In this notebook my goal is to implement logistic regression from scratch.

## Logistic regression

### Core idea
Logistic regression is an algorithm that can be used to predict binary classification of the input - for example whether a statement is true or false. Instead of predicting a continous value, logistic regression predicts probablity of the input belonging to a certain class.

### Mathematical view
We start by calculating the linear combination of the input features:
$$z = w^Tx + b$$
where x is the feature vector, w is the weight vector and b is the bias.

And now, to turn this into a probability between 0 and 1 we apply the sigmoid function:
$$\sigma(z) = \frac{1}{1 + e^{-z}}$$

Parameters w and b are learned by minimizing binary cross-entropy.

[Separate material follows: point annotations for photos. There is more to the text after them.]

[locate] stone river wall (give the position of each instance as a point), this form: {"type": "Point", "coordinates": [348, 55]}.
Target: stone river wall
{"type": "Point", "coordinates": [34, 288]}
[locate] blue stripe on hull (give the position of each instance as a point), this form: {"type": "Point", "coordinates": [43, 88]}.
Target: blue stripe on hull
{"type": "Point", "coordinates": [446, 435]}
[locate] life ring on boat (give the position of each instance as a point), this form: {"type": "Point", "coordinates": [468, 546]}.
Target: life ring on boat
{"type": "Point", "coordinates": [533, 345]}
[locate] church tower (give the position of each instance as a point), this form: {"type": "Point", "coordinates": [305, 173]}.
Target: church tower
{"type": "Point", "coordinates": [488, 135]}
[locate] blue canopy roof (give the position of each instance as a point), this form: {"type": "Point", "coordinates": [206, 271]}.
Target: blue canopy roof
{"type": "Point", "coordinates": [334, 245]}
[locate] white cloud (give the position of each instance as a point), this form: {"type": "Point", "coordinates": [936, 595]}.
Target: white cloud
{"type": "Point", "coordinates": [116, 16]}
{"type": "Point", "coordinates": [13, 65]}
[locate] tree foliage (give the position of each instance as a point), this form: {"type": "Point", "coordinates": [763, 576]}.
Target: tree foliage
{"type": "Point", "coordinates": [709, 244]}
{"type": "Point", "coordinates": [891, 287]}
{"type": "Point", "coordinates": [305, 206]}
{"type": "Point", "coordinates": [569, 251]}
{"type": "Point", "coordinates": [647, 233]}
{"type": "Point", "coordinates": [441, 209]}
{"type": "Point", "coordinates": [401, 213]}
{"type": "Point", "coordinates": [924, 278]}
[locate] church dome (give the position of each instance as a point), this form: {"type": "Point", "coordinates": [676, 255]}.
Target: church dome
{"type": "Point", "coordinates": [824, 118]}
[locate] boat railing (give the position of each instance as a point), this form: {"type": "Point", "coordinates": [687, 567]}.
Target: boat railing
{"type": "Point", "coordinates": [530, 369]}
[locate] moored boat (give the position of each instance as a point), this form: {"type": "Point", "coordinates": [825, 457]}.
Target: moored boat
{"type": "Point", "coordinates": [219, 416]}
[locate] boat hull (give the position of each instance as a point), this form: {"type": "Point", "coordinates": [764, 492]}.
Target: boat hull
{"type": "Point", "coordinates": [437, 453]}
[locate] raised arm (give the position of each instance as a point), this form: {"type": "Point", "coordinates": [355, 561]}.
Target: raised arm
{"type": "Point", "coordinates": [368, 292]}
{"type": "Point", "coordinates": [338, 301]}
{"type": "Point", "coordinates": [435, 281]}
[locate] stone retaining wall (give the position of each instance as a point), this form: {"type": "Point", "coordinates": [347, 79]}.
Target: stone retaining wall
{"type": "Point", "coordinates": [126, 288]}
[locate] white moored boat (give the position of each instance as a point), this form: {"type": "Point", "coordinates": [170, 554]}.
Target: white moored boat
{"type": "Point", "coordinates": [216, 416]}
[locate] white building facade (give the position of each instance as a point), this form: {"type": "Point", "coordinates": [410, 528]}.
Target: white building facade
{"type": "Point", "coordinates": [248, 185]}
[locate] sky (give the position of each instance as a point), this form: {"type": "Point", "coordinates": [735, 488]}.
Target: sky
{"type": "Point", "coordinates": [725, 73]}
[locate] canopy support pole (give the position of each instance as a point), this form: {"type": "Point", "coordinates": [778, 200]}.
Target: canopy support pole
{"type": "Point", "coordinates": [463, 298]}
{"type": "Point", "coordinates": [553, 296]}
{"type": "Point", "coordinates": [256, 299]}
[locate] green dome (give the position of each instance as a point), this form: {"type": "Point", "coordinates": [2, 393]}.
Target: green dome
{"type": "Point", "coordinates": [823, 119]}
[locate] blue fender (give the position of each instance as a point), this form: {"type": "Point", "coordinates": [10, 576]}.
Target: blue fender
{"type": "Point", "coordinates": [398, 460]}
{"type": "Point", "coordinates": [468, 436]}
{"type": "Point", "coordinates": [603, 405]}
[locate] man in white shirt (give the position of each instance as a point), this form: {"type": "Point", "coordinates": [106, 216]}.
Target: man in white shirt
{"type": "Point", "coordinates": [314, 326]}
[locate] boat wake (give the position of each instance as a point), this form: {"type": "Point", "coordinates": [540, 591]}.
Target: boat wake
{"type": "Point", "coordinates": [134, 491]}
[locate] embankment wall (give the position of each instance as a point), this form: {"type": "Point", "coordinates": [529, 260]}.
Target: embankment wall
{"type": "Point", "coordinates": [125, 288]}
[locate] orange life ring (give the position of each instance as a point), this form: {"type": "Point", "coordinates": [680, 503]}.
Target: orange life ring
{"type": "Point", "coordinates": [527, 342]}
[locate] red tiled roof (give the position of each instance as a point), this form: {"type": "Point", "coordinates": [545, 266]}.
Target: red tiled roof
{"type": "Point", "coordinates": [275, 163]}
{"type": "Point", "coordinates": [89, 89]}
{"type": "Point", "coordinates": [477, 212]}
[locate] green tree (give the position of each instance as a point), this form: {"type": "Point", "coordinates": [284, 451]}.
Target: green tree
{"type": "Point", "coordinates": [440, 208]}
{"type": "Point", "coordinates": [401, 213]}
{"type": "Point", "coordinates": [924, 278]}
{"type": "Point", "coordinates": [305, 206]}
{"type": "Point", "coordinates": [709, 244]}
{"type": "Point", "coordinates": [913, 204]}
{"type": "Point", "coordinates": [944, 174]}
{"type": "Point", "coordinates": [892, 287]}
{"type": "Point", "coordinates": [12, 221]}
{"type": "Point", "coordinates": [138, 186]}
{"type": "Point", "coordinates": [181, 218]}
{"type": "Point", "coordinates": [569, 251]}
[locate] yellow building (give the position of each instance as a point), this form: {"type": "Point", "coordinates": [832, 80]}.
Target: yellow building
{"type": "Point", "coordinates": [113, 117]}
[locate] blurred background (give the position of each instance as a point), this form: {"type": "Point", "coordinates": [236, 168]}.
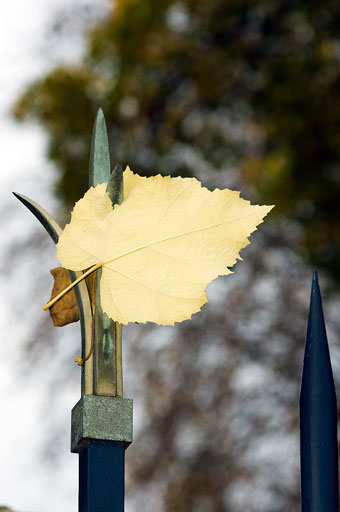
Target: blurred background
{"type": "Point", "coordinates": [244, 95]}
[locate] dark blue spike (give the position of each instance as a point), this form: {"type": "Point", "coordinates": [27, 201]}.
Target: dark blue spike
{"type": "Point", "coordinates": [318, 417]}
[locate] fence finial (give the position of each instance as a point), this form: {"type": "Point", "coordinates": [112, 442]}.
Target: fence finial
{"type": "Point", "coordinates": [318, 417]}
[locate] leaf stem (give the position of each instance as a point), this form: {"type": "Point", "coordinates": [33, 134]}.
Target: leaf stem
{"type": "Point", "coordinates": [72, 285]}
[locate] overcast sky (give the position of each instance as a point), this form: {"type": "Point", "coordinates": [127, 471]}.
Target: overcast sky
{"type": "Point", "coordinates": [26, 483]}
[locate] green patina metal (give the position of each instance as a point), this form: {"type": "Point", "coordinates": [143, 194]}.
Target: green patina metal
{"type": "Point", "coordinates": [101, 413]}
{"type": "Point", "coordinates": [101, 417]}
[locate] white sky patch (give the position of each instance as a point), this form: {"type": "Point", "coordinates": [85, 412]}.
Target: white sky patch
{"type": "Point", "coordinates": [26, 483]}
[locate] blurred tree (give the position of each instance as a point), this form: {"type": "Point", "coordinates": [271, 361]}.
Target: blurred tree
{"type": "Point", "coordinates": [198, 84]}
{"type": "Point", "coordinates": [238, 94]}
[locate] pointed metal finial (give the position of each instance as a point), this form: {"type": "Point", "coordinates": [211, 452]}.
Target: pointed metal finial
{"type": "Point", "coordinates": [318, 417]}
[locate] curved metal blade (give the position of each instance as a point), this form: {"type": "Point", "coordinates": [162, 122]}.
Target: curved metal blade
{"type": "Point", "coordinates": [85, 314]}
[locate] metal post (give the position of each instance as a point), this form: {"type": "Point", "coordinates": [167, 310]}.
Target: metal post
{"type": "Point", "coordinates": [318, 417]}
{"type": "Point", "coordinates": [102, 419]}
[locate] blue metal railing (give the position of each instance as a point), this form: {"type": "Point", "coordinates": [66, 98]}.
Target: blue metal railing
{"type": "Point", "coordinates": [318, 417]}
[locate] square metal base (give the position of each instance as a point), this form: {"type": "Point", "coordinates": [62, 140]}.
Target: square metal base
{"type": "Point", "coordinates": [106, 418]}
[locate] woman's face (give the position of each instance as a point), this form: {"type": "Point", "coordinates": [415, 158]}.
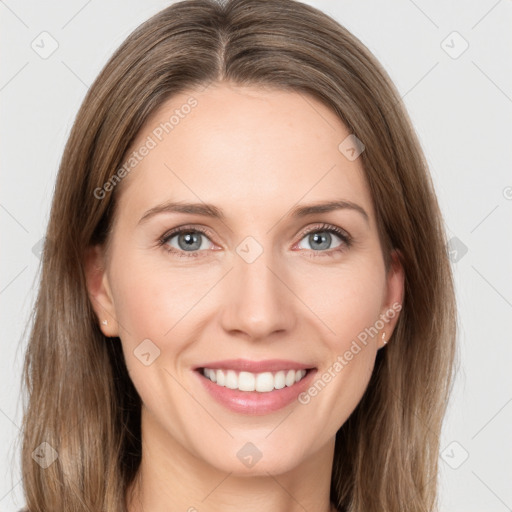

$$Loss = -\frac{1}{N} \sum_{i=1}^{N}[y_ilog(\hat{y}_i) + (1-y_i)log(1-\hat{y}_i)]$$

where $y_i$ is the true label, and $\hat{y}$ is the prediction.

### Implementation from scratch

In [None]:
import numpy as np

class LogisticRegression:
    def __init__(self):
        self.learning_rate = 0.01
        self.num_iteration = 1000
        self.weights = None
        self.bias = None
        
    def sigmoid(self, z):
        """ Sigmoid function that will translate prediction into probability between 0 and 1. """
        return 1 / (1 + np.exp(-z))
    
    def predict_probability(self, X):
        """ Calculating the probability """
        linear_output = np.dot(X, self.weights) + self.bias
        return self.sigmoid(linear_output)
    
    def fit(self, X, y):
        """ Function that train the model. Its goal is to find the best
            values for weights and bias parameters by minimizing the error on training data. """
        
        # Initializing the parameters
        n_samples, n_features = X.shape
        self.weights = np.zeros(n_features)
        self.bias = 0
        
        # Training loop
        for _ in range(self.num_iterations):
            
            # Predicting probability for each data point
            y_pred = self.predict_probability(X)
            
            # Computing gradients - adjusting the weights and bias to reduce loss
            dw = (1 / n_samples) * np.dot(X.T, (y_pred - y))
            db = (1 / n_samples) * np.sum(y_pred - y)
            
            # Updating parameters
            self.weights -= self.learning_rate * dw
            self.bias -= self.learning_rate *db
            
            
    def predict(self, X):
        """ Function that predicts the final class labels"""
        y_probs = self.predict_probability(X)
        
        # Formatting the output labels
        binary_predictions = y_probs >= 0.5
        return binary_predictions.astype(int)